C’est donc un hasard que Davutoglu se soit profilé ainsi dans la crise des migrants…

Nalli: Les hasards n’existent pas dans la politique turque. On est ici face à quelque chose de purement protocolaire. Selon les règles, c’est le premier ministre qui, en tant que responsable politique, a négocié l’accord. Mais dans les faits, c’est le président qui va annoncer à la Turquie tous les bénéfices d’un tel accord. Par exemple l’assouplissement des visas est un thème qu’Erdogan affectionne. Ce thème flatte une classe moyenne de plus en plus importante et qui aime voyager. Pour eux, il n’est en effet pas toujours facile d’obtenir un visa et cet assouplissement serait un luxe fort apprécié.

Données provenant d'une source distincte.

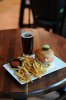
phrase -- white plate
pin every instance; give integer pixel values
(56, 65)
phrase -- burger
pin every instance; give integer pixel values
(45, 54)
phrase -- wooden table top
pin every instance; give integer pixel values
(10, 46)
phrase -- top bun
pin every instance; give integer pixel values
(45, 54)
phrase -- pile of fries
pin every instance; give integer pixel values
(30, 68)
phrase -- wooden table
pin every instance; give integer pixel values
(10, 46)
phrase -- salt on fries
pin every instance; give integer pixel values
(30, 68)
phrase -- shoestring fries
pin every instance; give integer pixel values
(29, 68)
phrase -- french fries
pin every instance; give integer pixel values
(29, 68)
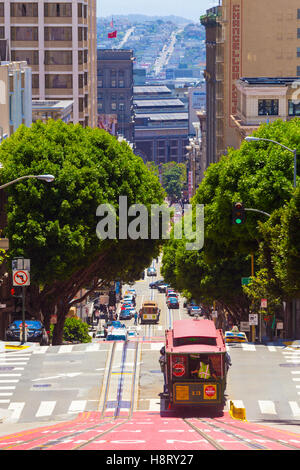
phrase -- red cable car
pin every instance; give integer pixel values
(195, 364)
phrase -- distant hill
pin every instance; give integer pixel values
(141, 18)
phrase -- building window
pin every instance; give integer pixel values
(23, 33)
(268, 107)
(31, 57)
(58, 57)
(35, 80)
(294, 108)
(24, 9)
(58, 33)
(58, 9)
(58, 81)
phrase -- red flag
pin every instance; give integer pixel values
(112, 35)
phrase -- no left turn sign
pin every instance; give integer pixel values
(21, 278)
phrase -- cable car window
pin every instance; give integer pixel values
(194, 340)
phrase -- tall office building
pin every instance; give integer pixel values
(58, 41)
(245, 38)
(115, 92)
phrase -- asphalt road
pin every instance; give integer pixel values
(44, 385)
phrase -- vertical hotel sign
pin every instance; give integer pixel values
(235, 54)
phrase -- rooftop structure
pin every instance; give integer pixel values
(52, 109)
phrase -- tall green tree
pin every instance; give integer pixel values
(260, 175)
(55, 225)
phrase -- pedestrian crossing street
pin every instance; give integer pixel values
(13, 366)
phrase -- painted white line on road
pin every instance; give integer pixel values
(267, 407)
(156, 346)
(77, 406)
(16, 408)
(67, 348)
(10, 375)
(13, 363)
(41, 350)
(45, 409)
(295, 408)
(9, 381)
(248, 347)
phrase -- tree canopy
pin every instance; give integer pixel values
(55, 224)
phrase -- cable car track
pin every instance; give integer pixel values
(234, 431)
(103, 420)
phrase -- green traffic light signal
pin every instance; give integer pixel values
(238, 213)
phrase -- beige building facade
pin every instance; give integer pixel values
(58, 41)
(15, 97)
(264, 100)
(255, 38)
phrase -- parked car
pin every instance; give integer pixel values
(155, 284)
(116, 334)
(173, 302)
(151, 272)
(195, 310)
(131, 292)
(162, 288)
(190, 305)
(128, 298)
(35, 332)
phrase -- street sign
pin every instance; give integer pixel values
(253, 319)
(244, 326)
(20, 264)
(263, 303)
(21, 278)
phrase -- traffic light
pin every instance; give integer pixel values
(238, 213)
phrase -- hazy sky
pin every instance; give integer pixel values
(190, 9)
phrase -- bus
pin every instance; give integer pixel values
(149, 313)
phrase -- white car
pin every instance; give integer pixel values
(131, 292)
(127, 298)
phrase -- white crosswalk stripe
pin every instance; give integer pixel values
(267, 407)
(77, 406)
(46, 408)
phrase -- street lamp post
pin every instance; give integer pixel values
(294, 152)
(48, 179)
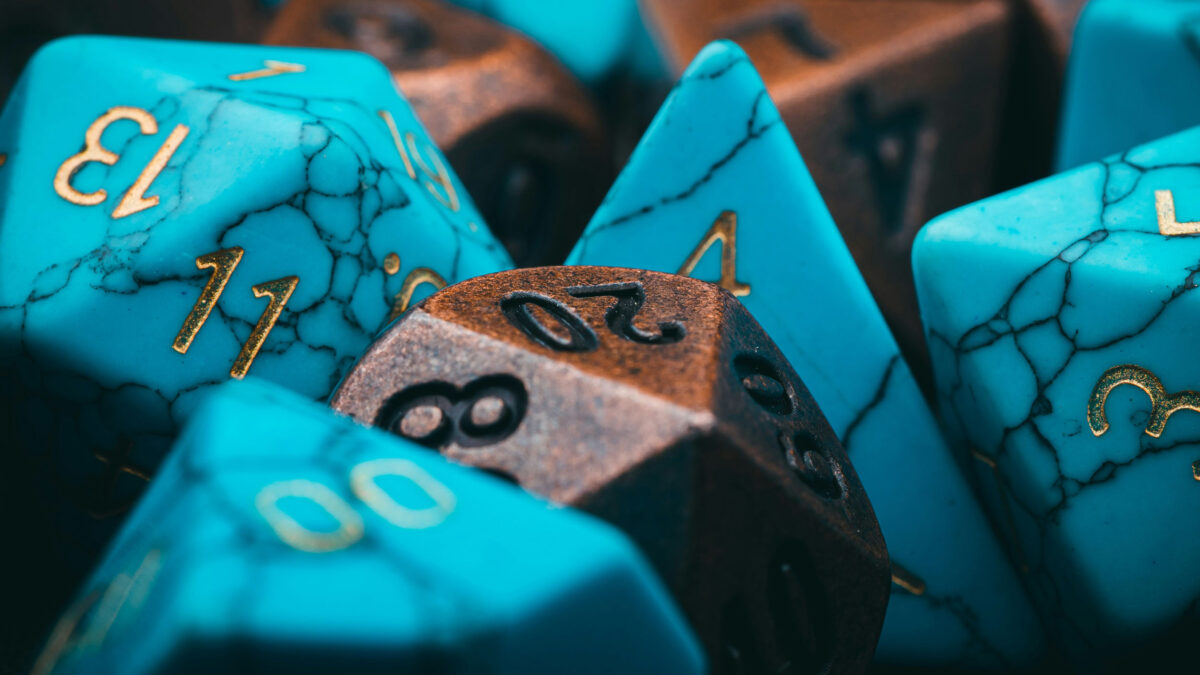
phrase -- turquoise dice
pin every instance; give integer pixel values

Le sommet sur la migration a été plombé par le débat sur la liberté de la presse après la suspension du journal d’opposition Zaman. Est-ce que l’Europe pourrait jouer un rôle dans ce domaine ?

Je ne pense pas. Erdogan balaye de la main les valeurs occidentales comme la liberté de la presse. En plus il a toute la société sous sa coupe et fait croire au pays que le mouvement de Gülen ( celui qui est lié au journal Zaman) est soutenu par les ennemis externes venus de l’Ouest. En ce moment il y a une lutte de pouvoir entre Erdogan et le puissant AKP d’un côté et Gülen de l’autre. Tant que ce dernier ne s’avoue pas vaincu, le conflit ne risque guère de s’apaiser.

D’ailleurs, il n’y a pas qu’en Turquie que l’on sent les tensions. En Belgique aussi on ressent des dissensions sur le sujet entre les faiseurs d’opinions et les politologues. Par exemple le professeur Dries Lesage (UGent). Il pense que l’image qui est donnée en Europe d’un méchant Erdogan n’est pas justifiée. Face à ça, il y a ceux qui critiquent ses moindres faits et gestes. Je trouve que ces deux « camps » font des raccourcis. Oui Zaman est aujourd’hui la victime d’un politique de pouvoir et que la liberté de la presse en prend un coup. Mais, d’un autre côté, on oublie un peu vite que les membres de Gülen ne sont pas non plus des anges. Entre 2007 et 2009, ils ont soutenu Erdogan lorsqu’il a fait emprisonner arbitrairement des centaines d’intellectuels de gauches et des journalistes. Eux aussi se sont montrés coupables d’actes antidémocratiques.